In a patient with pleural effusion, cytological study (CS) is one of the most useful investigations, especially when malignancy is suspected. Instead of applying only CS, the pleural fluid can be further processed using the cell block (CB) technique, which may augment the diagnostic utility. The aim of this study was to compare the diagnostic yields of CS, CB, and the combination of both, regardless of the etiology of pleural effusion.
A cross-sectional study was conducted on patients with pleural effusions who underwent thoracentesis from June 2015 to May 2016. All samples were submitted for routine biochemical analysis, CS, and CB histology. The results of cytopathological studies were compared to the final diagnoses.
Out of a total of 353 samples, the final diagnoses included 278 (78.8%) malignancies, 41 (11.6%) infectious diseases, 16 (4.5%) other inflammatory diseases, and 18 (5.1%) transudative pleural effusions. CS and CB provided a similar diagnostic yield (48.7% . 49.9%, P=0.69), while the combination of both gave a higher yield (57.2%) (P<0.001, compared with CS). Among 278 malignant pleural effusions (MPE), the diagnostic yields of CS and CB were 61.2% and 61.9%, respectively. Combined CS and CB improved the diagnostic yield to 71.2% (P<0.001). However, both CS and CB had low diagnostic yields in infectious pleuritis, other inflammatory diseases, and transudative pleural effusions.
In MPE, CB provides a similar diagnostic performance to CS, while application of both techniques can significantly increase the diagnostic yield. However, in other pleural diseases, CB and CS had limited values in diagnosis.

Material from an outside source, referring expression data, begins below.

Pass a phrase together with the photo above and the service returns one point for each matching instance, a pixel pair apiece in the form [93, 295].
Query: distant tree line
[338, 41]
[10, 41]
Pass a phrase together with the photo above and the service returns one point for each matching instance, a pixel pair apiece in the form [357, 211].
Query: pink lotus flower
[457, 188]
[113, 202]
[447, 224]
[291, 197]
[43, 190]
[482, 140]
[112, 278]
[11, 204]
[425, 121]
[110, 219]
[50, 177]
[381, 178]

对于胸腔积液患者,细胞学检查(CS)是最有用的检查方法之一,尤其是在怀疑为恶性肿瘤时。除了单纯应用CS外,胸腔积液还可采用细胞块(CB)技术进一步处理,这可能会提高诊断效用。本研究的目的是比较CS、CB以及两者联合应用的诊断率,而不考虑胸腔积液的病因。
对2015年6月至2016年5月接受胸腔穿刺术的胸腔积液患者进行了一项横断面研究。所有样本均进行常规生化分析、CS和CB组织学检查。将细胞病理学研究结果与最终诊断结果进行比较。

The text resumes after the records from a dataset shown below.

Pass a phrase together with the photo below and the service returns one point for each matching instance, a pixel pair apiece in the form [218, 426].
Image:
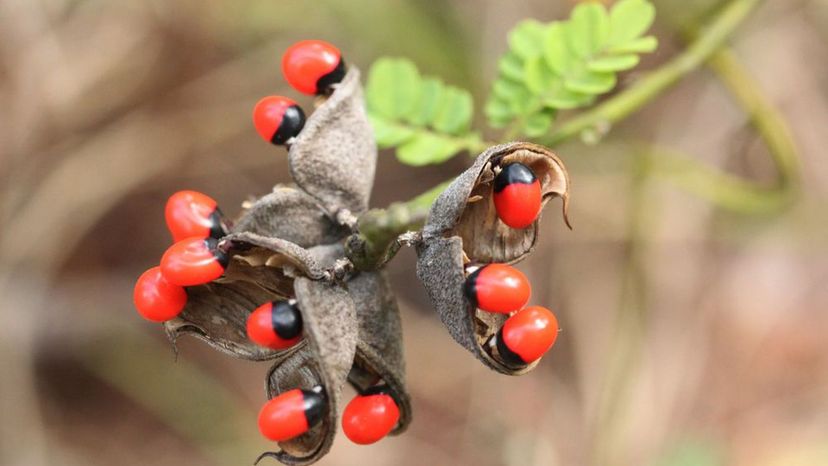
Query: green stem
[656, 82]
[379, 228]
[729, 191]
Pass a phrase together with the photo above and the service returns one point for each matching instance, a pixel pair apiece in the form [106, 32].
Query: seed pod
[260, 269]
[379, 354]
[331, 334]
[463, 227]
[292, 215]
[334, 157]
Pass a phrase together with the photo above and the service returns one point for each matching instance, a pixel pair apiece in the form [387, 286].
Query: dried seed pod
[260, 270]
[379, 354]
[330, 329]
[466, 208]
[292, 215]
[463, 227]
[334, 157]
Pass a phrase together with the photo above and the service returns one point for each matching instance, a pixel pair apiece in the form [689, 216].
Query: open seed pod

在总共353份样本中,最终诊断包括278例(78.8%)恶性肿瘤、41例(11.6%)感染性疾病、16例(4.5%)其他炎症性疾病和18例(5.1%)漏出性胸腔积液。CS和CB的诊断率相似(48.7%对49.9%,P = 0.69),而两者联合应用的诊断率更高(57.2%)(与CS相比,P < 0.001)。在278例恶性胸腔积液(MPE)中,CS和CB的诊断率分别为61.2%和61.9%。CS和CB联合应用可将诊断率提高至71.2%(P < 0.001)。然而,CS和CB在感染性胸膜炎、其他炎症性疾病和漏出性胸腔积液中的诊断率均较低。
在MPE中,CB的诊断性能与CS相似,而两种技术联合应用可显著提高诊断率。然而,在其他胸腔疾病中,CB和CS的诊断价值有限。